Separation of Concerns
The DSL in goa v2 makes it possible to describe the services in a transport agnostic way. The service methods DSLs each describe the method input and output types. Transport specific DSL then describe how the method input is built from incoming data and how the output is serialized. For example, a method may specify that it accepts an object composed of two fields as input then the HTTP specific DSL may specify that one of the attributes is read from the incoming request headers while the others from the request body.
This clean decoupling means that the same service implementation can expose endpoints accessible via multiple transports such as HTTP or gRPC. Goa takes care of generating all the transport specific code including encoding, decoding and validations. User code only has to focus on the actual service method implementations.
Basic Data Types
The primitive types include Int
, Int32
, Int64
, UInt
UInt32
, UInt64
,
Float32
, Float64
and Bytes
. This makes it possible to support transports
such as gRPC but also makes HTTP interface definitions crisper than what JSON
allows for.
Composable Code Generation
Code generation now follows a 2-phase process where the first phase produces a set of writers each exposing templates that can be further modified before running the last phase which generates the final artifacts. This makes it possible for plugins to alter the code generated by the built-in code generators.
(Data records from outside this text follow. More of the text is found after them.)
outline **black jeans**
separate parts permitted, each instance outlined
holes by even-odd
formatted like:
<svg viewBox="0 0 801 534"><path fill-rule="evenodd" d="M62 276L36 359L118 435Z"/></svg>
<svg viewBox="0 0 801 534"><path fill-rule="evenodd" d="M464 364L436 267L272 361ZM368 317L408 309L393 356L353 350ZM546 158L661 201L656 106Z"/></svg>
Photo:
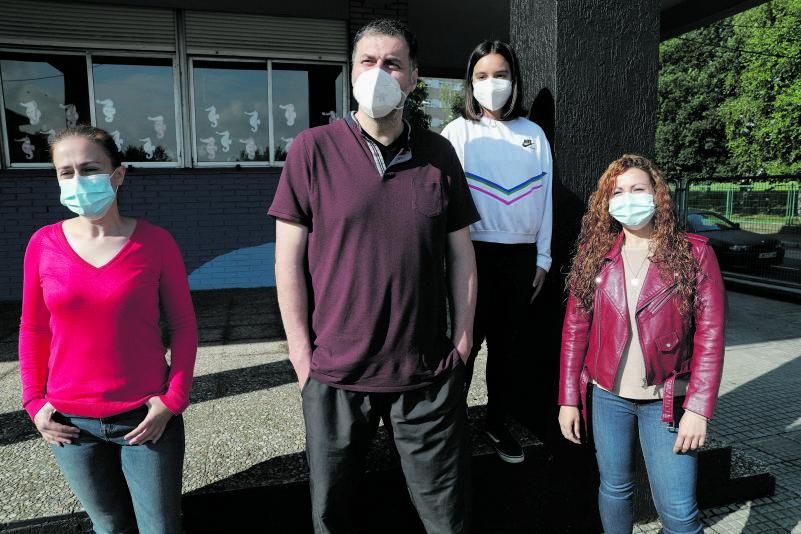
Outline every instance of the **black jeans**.
<svg viewBox="0 0 801 534"><path fill-rule="evenodd" d="M473 241L478 267L478 299L473 351L467 365L465 395L473 365L487 340L487 423L499 424L514 399L517 362L532 351L531 283L537 274L535 244L506 245Z"/></svg>
<svg viewBox="0 0 801 534"><path fill-rule="evenodd" d="M310 379L303 388L312 521L317 534L351 534L355 488L378 421L392 425L409 494L426 532L468 532L470 450L464 366L402 393L363 393ZM375 531L379 531L376 525Z"/></svg>

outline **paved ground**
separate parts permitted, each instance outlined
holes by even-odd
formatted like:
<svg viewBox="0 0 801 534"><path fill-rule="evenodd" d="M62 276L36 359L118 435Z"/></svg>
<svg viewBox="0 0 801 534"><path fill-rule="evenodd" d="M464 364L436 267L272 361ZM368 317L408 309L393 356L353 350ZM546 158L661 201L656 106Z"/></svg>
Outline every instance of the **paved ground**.
<svg viewBox="0 0 801 534"><path fill-rule="evenodd" d="M273 298L262 290L198 296L202 346L186 413L185 492L305 477L299 395ZM773 497L705 510L706 532L801 533L801 305L730 292L729 310L724 383L712 432L768 464L777 488ZM47 446L19 409L18 313L0 303L0 531L4 524L79 509ZM470 395L474 414L486 401L481 382L474 381ZM481 440L475 445L486 452ZM376 447L377 461L388 448ZM499 462L491 466L503 468ZM527 476L512 475L519 484ZM544 478L539 484L547 491ZM537 511L527 516L521 508L520 517L530 517L521 521L526 524L482 532L559 531L538 524ZM658 529L658 523L638 526L639 532Z"/></svg>
<svg viewBox="0 0 801 534"><path fill-rule="evenodd" d="M711 431L768 464L772 497L703 511L706 533L801 533L801 305L729 292ZM639 532L658 532L659 524Z"/></svg>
How is Goa v2 different from v1?
- Goa v2 is composable. The package, code generation algorithms, and generated code are all more modular and make fewer assumptions than Goa v1 did.
- A microservice designed by Goa v2 is transport-agnostic. The decoupling of transport layer from the actual service implementation means that the same service can expose endpoints accessible via multiple transports such as HTTP and/or gRPC. Goa v2 takes care of generating all the transport-specific code including encoding, decoding, and validating requests and responses. Goa v1 produces code for HTTP transport only.
- The generated code follows a strict separation of concern where the actual service implmentation is isolated from the transport code. User code only has to focus on the actual service method implementations.
- Goa v2 generates code that relies mostly on Go standard library types making it easier to interface with external code.
- The goa-kit plugin makes it possible to generate go-kit microservices from Goa designs.